Tutorial - PDE 2: Solving the Heat Equation

Unsteady heat equation, implicit time stepping, VTK output and ParaView, parallelization with MPI, residual based termination.

File 06_HeatEquation.cpp.

In this tutorial, we will make use of the Jacobi method implemented in pde01 to solve the linear system of equations that arises by the implicit time discretization of the unsteady heat equation. The implementation is further improved by using VTK output, parallelization with MPI, and a residual based termination of the Jacobi iteration.

The heat equation is a classical example for a parabolic partial differential equation, given by:

\[ \frac{\partial u(x,y,t)}{\partial t} = \kappa \left( \frac{\partial^2 u(x,y,t)}{\partial x^2} + \frac{\partial^2 u(x,y,t)}{\partial y^2}\right) \]

It includes the unknown \(u(x,y,t)\) which can be any scalar, and often is regarded physically as the temperature, and the thermal diffusivity \(\kappa\). In our case, the domain is \(\Omega=[0,1]\times[0,1]\), the Dirichlet boundary conditions are zero everywhere, and the initial distribution of \(u\) inside the domain is given by the initial condition

\[ u(x,y,0) = \sin(\pi x) \sin(\pi y). \]

For the numerical solution, we not only have to discretize in space but also in time. Latter is done via an implicit Euler method with a time step length \(\Delta t\) here, resulting in the following formulation:

\[ \frac{u^{new} - u^{old}}{\Delta t} = \kappa \left( \frac{\partial^2 u^{new}}{\partial x^2} + \frac{\partial^2 u^{new}}{\partial y^2}\right) \]

So in contrast to an explicit Euler method, where the values on the right-hand side would be of the old time step, resulting in a simple update step, we have to solve a system of equations in each time step.

Together with the finite-difference spatial discretization, introduced in the previous tutorial, this leads to:

\[ u_{i,j}^{new} - \kappa\,\Delta t\left[\frac{1}{(\Delta x)^2} \left(u_{i+1,j}^{new} - 2u_{i,j}^{new} + u_{i-1,j}^{new}\right) + \frac{1}{(\Delta y)^2} \left(u_{i,j+1}^{new} - 2u_{i,j}^{new} + u_{i,j-1}^{new}\right)\right] = u_{i,j}^{old} \]

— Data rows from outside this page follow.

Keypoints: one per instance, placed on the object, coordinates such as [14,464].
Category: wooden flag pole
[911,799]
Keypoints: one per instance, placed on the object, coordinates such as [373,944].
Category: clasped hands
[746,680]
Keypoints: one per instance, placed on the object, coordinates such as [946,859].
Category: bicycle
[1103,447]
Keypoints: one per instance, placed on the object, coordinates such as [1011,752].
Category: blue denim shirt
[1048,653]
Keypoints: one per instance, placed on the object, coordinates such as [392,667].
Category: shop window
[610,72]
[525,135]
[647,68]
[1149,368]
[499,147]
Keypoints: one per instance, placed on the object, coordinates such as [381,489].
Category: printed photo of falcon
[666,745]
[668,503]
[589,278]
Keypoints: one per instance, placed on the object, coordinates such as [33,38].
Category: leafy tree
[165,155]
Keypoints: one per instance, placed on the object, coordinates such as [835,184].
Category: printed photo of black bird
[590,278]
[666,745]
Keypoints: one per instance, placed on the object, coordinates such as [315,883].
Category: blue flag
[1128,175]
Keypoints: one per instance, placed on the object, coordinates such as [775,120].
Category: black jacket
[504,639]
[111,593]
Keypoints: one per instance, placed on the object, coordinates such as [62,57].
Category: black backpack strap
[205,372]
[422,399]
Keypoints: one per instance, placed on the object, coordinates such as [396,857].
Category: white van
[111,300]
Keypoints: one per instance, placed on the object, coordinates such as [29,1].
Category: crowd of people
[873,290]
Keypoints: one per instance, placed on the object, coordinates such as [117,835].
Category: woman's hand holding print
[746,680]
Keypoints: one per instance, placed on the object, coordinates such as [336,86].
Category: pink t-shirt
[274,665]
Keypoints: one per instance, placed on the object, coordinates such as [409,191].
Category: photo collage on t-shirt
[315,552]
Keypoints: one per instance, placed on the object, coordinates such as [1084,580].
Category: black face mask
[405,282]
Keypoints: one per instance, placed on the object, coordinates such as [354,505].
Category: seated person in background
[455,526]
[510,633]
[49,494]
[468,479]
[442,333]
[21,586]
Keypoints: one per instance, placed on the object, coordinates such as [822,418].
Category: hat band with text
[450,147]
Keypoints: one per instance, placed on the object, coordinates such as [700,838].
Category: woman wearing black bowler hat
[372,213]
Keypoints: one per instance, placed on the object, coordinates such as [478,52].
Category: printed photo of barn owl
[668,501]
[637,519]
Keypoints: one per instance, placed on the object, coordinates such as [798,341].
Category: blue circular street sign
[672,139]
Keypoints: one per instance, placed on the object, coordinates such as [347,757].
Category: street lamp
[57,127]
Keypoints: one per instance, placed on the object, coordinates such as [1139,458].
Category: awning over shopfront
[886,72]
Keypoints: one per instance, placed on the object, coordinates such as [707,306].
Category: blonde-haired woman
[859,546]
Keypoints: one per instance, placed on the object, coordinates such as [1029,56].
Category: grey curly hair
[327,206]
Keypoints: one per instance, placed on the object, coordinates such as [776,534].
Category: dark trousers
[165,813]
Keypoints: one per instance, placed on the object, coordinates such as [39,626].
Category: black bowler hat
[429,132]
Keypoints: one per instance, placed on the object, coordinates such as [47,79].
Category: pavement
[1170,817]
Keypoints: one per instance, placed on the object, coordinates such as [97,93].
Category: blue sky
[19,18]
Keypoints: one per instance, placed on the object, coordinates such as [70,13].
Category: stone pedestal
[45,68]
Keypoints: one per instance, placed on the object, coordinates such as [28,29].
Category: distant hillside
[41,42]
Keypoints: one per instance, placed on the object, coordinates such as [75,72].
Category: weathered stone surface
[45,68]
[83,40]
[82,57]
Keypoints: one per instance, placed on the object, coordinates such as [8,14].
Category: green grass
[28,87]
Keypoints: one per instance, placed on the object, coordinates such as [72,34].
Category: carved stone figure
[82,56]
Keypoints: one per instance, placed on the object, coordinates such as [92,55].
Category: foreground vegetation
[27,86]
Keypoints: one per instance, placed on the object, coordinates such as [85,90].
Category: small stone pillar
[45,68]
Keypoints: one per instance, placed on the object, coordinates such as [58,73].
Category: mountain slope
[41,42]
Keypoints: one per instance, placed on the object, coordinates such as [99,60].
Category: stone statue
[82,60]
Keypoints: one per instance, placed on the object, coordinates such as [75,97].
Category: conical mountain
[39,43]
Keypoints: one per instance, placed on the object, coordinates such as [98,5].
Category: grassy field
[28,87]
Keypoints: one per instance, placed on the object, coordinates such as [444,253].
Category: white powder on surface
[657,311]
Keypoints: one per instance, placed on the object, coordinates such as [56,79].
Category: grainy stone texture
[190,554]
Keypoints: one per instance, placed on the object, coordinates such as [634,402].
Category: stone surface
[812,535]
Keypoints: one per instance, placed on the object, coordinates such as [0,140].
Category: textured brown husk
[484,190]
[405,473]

Upon closer inspection, you will notice that this equation looks very similar to the one we had obtained by discretizing the elliptic PDE in the previous tutorial. In fact, the overall structure is exactly the same, i.e., speaking in stencils we again have a D2Q5 stencil, only the weights of the different contributions have slightly changed. Thus, our Jacobi method can again be used to solve this system arising in each time step. The iteration formula for the Jacobi method is given as:

\[ u_{i,j}^{new,(n+1)} = \left(\frac{2\kappa\,\Delta t}{(\Delta x)^2} + \frac{2 \kappa\,\Delta t}{(\Delta y)^2} + 1\right)^{-1} \left[\frac{\kappa\,\Delta t}{(\Delta x)^2} \left(u_{i+1,j}^{new,(n)} + u_{i-1,j}^{new,(n)}\right) + \frac{\kappa\,\Delta t}{(\Delta y)^2} \left(u_{i,j+1}^{new,(n)} + u_{i,j-1}^{new,(n)}\right) + u_{i,j}^{old}\right] \]

Before moving on, let's take a moment to clarify the differences to the previous tutorial as they are essential to understand the next steps. As you can see from the superscripts of \( u \), we now have actually two loops:

- There is an outer loop for the time stepping, i.e., advancing from the old solution \(u_{i,j}^{old}\) to the new solution \(u_{i,j}^{new}\).
- However, since we are using an implicit time stepping method, this step requires the solution of a linear system of equations. Here, we use the Jacobi method with the right-hand side \(u_{i,j}^{old}\). This introduces an inner loop only for the iterative solver that gradually improves \(u_{i,j}^{new,(n)}\) to get to \(u_{i,j}^{new,(n+1)}\) in each step. This will finally lead to the new solution \(u_{i,j}^{new}\).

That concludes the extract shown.